Methylation of CTNNA1 promoter: Frequent but not an adverse prognostic factor in acute myeloid leukemia

The reduced expression of CTNNA1 gene, a putative tumor suppressor gene, has been found in several cancers including acute myeloid leukemia (AML). CTNNA1 expression is regulated by methylation and histone deacetylation. However, the clinical significance of CTNNA1 methylation in AML is rarely known. The present study was aimed to investigate the methylation status of CTNNA1 promoter region using methylation-specific PCR (MSP) and its clinical relevance in Chinese AML patients. Patients with CTNNA1 hypermethylation had significantly lower level of CTNNA1 transcript than those without CTNNA1 hypermethylation (P = 0.031). The relationship of CTNNA1 methylation with clinical parameters was evaluated. Aberrant hypermethylation of CTNNA1 gene was found in 23.9% (37/155) AML cases. The status of CTNNA1 methylation was not correlated with the mutations of seven genes (FLT3-ITD, NPM1, C-KIT, IDH1/IDH2, DNMT3A, N/K-RAS and C/EBPA).
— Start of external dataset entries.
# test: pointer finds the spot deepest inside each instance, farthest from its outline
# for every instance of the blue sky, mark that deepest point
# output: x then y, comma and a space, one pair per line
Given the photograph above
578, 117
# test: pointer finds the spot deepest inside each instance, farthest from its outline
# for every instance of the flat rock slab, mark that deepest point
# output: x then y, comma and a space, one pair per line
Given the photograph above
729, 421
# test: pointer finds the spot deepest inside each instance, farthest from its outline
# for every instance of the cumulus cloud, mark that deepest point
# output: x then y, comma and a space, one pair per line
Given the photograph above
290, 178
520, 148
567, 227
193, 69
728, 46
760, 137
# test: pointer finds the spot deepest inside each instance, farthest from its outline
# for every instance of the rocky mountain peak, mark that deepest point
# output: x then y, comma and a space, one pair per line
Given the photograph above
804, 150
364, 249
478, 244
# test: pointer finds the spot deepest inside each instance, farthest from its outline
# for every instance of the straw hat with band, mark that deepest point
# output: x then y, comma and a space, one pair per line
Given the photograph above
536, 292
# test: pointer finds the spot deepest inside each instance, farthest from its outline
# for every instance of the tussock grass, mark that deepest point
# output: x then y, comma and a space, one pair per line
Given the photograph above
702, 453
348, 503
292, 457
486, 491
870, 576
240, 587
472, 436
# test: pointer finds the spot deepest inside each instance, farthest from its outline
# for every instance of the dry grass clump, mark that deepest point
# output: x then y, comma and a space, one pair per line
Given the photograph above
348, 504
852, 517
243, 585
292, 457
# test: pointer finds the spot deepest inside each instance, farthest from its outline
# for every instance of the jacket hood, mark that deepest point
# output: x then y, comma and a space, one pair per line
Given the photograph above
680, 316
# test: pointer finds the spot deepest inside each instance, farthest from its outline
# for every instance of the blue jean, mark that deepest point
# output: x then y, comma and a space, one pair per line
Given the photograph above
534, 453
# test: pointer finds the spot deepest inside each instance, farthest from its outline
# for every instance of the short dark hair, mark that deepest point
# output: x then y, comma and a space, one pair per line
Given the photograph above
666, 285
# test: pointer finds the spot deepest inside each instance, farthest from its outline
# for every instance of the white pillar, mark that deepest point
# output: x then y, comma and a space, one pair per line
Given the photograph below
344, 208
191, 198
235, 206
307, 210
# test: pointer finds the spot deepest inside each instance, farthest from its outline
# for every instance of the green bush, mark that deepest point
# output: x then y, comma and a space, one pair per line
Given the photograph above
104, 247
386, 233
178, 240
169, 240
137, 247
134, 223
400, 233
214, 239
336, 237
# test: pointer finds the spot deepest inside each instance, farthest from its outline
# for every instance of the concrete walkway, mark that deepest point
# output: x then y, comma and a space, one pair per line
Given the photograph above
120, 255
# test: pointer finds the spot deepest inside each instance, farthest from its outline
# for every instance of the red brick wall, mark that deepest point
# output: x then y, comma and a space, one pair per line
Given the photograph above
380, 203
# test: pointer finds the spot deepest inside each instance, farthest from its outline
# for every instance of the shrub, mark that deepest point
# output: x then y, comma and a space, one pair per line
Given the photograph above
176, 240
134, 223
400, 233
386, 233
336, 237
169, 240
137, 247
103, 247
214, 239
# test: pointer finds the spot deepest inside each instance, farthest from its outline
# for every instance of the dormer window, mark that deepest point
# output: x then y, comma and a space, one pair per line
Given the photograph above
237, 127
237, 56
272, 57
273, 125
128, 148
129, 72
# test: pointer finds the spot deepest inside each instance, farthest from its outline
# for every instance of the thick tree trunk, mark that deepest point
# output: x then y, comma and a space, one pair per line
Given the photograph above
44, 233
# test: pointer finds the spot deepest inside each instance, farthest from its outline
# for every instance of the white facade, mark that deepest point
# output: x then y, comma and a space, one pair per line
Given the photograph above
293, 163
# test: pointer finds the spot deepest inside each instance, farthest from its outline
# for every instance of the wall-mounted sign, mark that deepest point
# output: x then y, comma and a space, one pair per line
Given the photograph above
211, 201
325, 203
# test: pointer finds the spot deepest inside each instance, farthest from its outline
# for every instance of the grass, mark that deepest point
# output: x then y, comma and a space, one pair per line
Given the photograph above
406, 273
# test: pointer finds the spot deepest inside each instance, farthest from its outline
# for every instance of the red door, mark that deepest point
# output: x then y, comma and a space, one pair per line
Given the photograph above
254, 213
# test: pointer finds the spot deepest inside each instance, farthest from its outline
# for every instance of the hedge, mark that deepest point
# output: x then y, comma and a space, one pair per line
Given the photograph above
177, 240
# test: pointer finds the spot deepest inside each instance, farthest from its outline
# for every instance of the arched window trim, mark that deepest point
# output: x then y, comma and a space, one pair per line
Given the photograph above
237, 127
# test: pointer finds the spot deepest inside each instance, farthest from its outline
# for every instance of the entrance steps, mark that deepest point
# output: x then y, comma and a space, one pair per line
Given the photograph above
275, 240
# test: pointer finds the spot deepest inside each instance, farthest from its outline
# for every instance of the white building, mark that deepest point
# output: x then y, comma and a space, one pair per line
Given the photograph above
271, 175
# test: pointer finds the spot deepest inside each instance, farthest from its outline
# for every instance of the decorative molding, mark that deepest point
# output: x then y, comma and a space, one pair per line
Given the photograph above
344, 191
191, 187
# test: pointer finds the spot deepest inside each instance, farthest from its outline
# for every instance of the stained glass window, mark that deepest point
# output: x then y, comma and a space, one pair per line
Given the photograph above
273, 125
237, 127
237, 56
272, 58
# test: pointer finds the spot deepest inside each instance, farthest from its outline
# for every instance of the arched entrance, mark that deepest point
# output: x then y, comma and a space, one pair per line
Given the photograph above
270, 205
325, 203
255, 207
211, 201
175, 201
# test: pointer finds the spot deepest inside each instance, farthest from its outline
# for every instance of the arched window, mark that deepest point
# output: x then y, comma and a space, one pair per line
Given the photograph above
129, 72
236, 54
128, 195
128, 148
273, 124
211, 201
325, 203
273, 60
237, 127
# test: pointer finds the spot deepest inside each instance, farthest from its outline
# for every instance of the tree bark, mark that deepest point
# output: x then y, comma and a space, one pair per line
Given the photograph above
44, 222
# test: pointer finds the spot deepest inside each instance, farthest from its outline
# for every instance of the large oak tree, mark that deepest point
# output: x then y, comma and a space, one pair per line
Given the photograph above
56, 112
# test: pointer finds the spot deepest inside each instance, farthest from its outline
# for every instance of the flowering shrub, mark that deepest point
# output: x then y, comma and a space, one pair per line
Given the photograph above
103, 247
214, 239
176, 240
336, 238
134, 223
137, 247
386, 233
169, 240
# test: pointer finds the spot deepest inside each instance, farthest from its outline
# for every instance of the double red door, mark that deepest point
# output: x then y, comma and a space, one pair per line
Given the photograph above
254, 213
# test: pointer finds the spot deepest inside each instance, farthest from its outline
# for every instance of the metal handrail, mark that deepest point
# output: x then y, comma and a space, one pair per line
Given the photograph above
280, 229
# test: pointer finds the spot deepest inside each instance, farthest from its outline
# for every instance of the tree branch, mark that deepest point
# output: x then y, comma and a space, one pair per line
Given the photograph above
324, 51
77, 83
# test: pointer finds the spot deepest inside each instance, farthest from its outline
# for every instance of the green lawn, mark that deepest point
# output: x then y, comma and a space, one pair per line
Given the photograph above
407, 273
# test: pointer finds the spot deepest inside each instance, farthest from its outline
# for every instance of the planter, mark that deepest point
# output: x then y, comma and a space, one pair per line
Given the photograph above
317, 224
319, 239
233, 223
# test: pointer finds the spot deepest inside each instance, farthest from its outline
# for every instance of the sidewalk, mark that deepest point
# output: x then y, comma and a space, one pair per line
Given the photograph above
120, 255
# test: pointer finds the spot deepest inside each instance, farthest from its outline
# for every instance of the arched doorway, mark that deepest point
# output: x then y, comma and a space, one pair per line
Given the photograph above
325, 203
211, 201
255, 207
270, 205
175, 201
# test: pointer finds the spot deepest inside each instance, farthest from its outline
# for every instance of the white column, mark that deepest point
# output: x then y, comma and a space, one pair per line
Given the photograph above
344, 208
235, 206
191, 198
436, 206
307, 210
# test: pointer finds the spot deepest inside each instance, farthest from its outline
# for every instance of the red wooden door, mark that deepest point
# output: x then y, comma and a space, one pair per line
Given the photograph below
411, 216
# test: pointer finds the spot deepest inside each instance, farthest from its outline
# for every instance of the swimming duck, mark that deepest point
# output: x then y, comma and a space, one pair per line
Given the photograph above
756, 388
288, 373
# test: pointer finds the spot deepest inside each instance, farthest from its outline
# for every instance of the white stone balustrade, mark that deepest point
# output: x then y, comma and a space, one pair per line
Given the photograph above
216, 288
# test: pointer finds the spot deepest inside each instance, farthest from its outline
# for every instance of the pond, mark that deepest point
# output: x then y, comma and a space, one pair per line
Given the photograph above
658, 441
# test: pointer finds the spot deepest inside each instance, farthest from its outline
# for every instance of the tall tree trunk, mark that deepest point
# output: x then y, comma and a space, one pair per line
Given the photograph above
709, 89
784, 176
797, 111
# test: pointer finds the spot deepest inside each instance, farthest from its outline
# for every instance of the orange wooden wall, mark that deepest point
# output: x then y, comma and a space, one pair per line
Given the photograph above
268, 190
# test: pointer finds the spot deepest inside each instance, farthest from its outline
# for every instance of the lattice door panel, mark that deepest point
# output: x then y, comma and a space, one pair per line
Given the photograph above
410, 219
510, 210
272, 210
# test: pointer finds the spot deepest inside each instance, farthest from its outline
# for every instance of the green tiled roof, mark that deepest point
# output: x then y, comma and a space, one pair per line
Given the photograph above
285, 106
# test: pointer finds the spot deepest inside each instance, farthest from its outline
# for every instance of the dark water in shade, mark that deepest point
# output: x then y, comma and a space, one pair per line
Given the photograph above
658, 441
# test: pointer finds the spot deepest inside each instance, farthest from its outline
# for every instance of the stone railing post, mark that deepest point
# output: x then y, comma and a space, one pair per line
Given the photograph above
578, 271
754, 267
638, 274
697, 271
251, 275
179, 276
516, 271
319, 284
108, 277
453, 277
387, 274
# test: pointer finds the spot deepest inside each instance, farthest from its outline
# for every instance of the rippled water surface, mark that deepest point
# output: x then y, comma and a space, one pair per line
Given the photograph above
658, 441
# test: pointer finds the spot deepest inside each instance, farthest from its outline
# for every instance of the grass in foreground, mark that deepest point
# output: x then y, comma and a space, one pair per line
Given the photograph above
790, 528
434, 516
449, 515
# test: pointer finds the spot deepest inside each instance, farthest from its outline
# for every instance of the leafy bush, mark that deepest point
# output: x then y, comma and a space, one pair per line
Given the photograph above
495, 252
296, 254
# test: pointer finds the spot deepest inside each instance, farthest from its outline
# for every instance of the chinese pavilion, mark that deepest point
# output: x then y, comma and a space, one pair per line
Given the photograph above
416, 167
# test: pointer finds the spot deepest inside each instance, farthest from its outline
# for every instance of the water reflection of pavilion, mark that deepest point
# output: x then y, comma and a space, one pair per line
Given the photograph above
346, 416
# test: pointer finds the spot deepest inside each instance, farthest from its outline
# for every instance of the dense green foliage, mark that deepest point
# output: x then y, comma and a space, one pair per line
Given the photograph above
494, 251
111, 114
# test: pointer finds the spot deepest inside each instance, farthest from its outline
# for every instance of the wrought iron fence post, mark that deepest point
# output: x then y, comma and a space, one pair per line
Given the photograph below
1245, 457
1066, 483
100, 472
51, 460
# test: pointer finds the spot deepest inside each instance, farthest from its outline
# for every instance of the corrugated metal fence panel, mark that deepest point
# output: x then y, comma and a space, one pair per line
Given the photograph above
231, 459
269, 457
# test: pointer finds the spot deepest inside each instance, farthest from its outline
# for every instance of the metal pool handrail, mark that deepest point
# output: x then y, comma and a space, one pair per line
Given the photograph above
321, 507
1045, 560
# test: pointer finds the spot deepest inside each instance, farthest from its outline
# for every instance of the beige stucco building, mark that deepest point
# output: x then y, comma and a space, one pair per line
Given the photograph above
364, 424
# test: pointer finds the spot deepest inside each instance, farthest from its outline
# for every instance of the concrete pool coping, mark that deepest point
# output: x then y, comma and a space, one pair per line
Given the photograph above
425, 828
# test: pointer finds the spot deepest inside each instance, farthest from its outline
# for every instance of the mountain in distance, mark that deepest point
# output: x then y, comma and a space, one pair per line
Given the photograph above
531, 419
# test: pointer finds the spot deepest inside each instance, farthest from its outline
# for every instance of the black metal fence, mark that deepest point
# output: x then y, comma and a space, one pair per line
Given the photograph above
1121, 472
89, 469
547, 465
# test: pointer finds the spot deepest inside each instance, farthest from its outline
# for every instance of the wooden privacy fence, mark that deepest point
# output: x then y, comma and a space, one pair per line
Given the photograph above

There was no significant difference in the rates of complete remission (CR) between patients with and without CTNNA1 methylation. Although the overall survival (OS) time of the CTNNA1-methylated AML was shorter than that of CTNNA1-unmethylated group (6 months vs 9 months), the difference was not statistically significant (P = 0.681). Our data suggest that CTNNA1 methylation is a recurrent event but has no influence on prognosis in AML.